Like most data analysts, I am fascinated by the technical aspects—SQL, R, statistical inference—of data analysis. But unlike most data analysts I am more fascinated by the non-technical aspects. Two questions in particular preoccupy me: How can we acquire domain knowledge so that our data better describes decision-makers' reality? And how can we communicate the results of our analysis to decision-makers most effectively?
On the first page of the book R for Data Science, there's a diagram that shows how everything supposedly fits together:
The central message of this book is that if you want to do most of the stuff in this diagram, R is the tool you need. Even the more nebulous "Communicate" verb (which is highlighted in blue in the first edition, but not the second) can be addressed with tools such as R Markdown or Quarto.

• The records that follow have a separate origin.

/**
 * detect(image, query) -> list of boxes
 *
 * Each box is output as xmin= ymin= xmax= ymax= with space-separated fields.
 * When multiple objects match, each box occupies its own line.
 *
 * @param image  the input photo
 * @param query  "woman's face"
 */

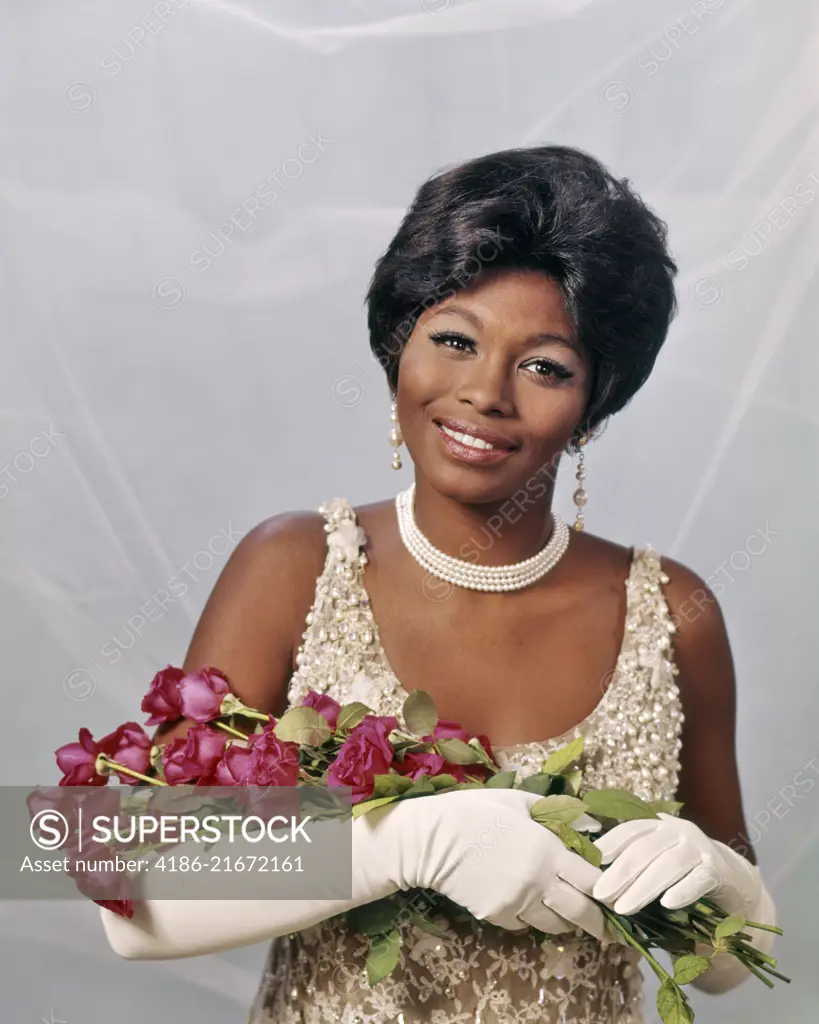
xmin=396 ymin=268 xmax=592 ymax=504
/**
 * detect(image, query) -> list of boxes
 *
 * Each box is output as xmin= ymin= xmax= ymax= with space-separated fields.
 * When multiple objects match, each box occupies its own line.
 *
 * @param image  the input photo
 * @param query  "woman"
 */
xmin=101 ymin=145 xmax=777 ymax=1023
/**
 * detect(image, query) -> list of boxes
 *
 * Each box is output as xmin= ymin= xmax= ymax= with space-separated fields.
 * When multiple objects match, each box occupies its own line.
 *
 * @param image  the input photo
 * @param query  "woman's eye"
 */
xmin=524 ymin=359 xmax=573 ymax=383
xmin=428 ymin=331 xmax=475 ymax=352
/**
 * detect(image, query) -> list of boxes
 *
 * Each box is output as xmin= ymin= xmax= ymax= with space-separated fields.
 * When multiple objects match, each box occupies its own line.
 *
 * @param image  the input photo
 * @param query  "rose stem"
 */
xmin=212 ymin=720 xmax=249 ymax=739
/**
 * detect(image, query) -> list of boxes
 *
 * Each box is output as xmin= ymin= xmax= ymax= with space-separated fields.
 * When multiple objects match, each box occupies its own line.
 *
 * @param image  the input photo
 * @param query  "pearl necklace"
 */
xmin=395 ymin=482 xmax=570 ymax=592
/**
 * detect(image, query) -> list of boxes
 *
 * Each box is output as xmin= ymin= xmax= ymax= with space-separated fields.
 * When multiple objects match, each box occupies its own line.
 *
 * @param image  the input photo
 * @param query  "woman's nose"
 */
xmin=455 ymin=358 xmax=515 ymax=416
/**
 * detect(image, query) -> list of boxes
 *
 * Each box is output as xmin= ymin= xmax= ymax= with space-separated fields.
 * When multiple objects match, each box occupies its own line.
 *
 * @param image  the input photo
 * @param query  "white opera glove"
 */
xmin=408 ymin=788 xmax=608 ymax=942
xmin=101 ymin=788 xmax=607 ymax=960
xmin=591 ymin=813 xmax=778 ymax=993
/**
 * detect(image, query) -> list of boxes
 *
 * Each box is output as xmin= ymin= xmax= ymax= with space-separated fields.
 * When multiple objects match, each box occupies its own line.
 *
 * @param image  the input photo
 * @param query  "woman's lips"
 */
xmin=434 ymin=422 xmax=517 ymax=464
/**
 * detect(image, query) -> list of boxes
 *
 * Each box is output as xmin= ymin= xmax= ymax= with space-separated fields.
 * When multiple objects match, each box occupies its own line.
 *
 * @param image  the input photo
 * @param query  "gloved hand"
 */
xmin=591 ymin=813 xmax=778 ymax=993
xmin=100 ymin=787 xmax=607 ymax=960
xmin=408 ymin=788 xmax=607 ymax=941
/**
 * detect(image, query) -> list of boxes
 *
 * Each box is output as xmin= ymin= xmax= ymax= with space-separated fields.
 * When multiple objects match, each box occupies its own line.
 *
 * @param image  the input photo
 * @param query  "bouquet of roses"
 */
xmin=50 ymin=664 xmax=787 ymax=1024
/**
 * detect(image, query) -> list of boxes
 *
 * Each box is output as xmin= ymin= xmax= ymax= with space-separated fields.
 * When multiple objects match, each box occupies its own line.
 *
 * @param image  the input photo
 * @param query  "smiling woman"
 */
xmin=98 ymin=144 xmax=779 ymax=1024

But I think this diagram is a very "tech-centric view" of how everything fits together. And it's not how I see the world. The way I see the world is more like this (and I'm copying the style of the previous diagram to try and make the differences more apparent):
This diagram begins and ends with the people we serve: the decision-makers. Decision-makers start—on the left—with an issue. It's best to think of an issue as a problem to which they want to find a solution. If data is to have a role in helping them arrive at a solution, then the first thing that needs to happen is that the decision-maker and the number-cruncher need to get together and discuss the issue in such a way that the number-cruncher can convert the issue into a data query. This Clarify step is what I sometimes call 'fieldwork': it's the work the analyst has to do in order to enhance their domain knowledge so that they can see exactly what data needs to be analysed—and how it needs to be analysed—in order to move towards a decision.

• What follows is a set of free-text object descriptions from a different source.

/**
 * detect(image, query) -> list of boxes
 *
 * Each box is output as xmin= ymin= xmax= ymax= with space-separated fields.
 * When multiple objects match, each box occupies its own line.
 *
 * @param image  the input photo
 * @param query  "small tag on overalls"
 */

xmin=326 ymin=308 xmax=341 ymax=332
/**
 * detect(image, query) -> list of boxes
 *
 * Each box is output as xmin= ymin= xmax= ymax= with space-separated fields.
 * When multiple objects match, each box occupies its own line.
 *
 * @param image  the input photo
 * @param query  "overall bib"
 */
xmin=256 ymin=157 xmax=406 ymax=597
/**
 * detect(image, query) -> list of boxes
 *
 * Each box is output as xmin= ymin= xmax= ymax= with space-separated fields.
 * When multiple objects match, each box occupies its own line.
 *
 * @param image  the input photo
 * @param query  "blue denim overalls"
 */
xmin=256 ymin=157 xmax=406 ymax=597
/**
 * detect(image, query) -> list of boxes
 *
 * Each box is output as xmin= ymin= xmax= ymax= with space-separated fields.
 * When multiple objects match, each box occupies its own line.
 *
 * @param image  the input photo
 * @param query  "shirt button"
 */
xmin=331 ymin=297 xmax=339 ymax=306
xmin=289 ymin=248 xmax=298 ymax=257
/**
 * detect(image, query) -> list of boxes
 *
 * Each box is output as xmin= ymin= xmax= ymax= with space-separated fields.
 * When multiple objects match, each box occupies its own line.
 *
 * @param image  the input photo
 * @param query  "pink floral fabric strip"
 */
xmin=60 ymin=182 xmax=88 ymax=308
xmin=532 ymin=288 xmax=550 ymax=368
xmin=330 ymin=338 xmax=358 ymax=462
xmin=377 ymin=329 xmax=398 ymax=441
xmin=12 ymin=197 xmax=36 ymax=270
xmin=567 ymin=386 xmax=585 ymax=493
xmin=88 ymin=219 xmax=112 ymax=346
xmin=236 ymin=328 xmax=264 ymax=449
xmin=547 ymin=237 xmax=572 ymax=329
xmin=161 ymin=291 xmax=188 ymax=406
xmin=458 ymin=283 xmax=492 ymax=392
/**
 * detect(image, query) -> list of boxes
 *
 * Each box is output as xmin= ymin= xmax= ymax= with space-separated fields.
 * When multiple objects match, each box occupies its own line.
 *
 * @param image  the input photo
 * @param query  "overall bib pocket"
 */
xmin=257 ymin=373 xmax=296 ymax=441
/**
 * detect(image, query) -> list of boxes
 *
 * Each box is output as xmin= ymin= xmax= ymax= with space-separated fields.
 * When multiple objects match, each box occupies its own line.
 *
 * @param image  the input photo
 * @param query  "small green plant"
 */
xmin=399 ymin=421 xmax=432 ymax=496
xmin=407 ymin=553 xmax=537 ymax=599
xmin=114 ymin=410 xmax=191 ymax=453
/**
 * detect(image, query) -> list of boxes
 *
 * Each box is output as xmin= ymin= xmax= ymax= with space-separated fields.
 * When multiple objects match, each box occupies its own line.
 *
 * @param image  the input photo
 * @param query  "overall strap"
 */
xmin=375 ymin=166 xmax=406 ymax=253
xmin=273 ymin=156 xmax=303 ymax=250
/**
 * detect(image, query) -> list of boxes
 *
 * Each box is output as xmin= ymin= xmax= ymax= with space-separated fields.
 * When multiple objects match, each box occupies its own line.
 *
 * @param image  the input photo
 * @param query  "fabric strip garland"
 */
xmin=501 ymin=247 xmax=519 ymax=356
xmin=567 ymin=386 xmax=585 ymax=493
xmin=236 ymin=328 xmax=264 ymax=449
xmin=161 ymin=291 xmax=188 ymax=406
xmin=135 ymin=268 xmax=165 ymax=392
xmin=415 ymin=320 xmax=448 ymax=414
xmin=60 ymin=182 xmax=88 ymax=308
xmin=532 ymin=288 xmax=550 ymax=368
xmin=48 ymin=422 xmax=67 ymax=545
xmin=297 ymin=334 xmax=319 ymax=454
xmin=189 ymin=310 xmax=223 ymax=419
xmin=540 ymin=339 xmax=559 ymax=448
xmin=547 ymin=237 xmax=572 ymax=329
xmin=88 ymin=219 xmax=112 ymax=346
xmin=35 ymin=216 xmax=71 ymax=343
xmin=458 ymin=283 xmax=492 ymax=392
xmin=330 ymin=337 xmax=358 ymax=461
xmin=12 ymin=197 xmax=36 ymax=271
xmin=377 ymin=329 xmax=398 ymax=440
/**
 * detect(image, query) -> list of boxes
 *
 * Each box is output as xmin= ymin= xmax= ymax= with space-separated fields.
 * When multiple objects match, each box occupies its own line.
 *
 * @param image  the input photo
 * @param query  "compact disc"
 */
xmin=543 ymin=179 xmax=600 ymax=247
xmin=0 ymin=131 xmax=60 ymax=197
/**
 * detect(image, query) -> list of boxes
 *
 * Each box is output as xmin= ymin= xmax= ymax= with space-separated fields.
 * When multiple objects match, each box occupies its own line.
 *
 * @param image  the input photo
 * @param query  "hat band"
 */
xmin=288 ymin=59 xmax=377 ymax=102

All of that Clarify stuff is what I call 'InfraData'. InfraData is the stuff you need to do before you start number-crunching. (Strictly speaking the infra prefix in Latin means "under". And the ultra prefix, which we'll get to in a minute, means "beyond". But in the context of my diagram, it might be better to think of infra- meaning "pre-" and ultra- meaning "post-". I'm sorry, but the infra- and ultra- prefixes just sound way cooler than pre- and post-!)
The three verbs in the grey box in the middle (Specify, Execute and Visualize) comprise what I often refer to as the data analyst "comfort zone". These three verbs also cover what you might call the tidyverse zone: Specify with {dplyr}, Execute with Ctrl-Enter, then Visualize with {ggplot2}. I mean, yes, this is a gross over-simplification but you get the idea.
The next two verbs is where it gets interesting again. The Interpret verb is meant in the context of a language interpreter. The number-crunchers have to be able to find the right words to describe the numbers. After all, to most decision-makers, numbers are like a foreign language to them, so they expect number-crunchers to act as translators.
In my worldview, the Interpret verb (ultra-data) is best acted out using the spoken word. In meetings. This is because in my 39 years' experience of working in healthcare in the UK, meetings are where decision are made. And if that's where decisions are made, then that's where number-crunchers also need to be.
In my diagram, the 'act' of decision-making is called Evaluate, and it's actually not somethng that's the responsibility of the data analyst; instead, it's the responsibility of the decision-maker. But the more the data analyst understands about how the evaluate process works, the better equipped they will be to analyse, visualize, present and interpret the right data in the most effective manner.
So that's me. My 'credo'. Yes, the analysis and visualization aspects of number-crunching are important. But not nearly as important as the infra-data (fieldwork) or ultra-data (presenting and discussing data in meetings) aspects.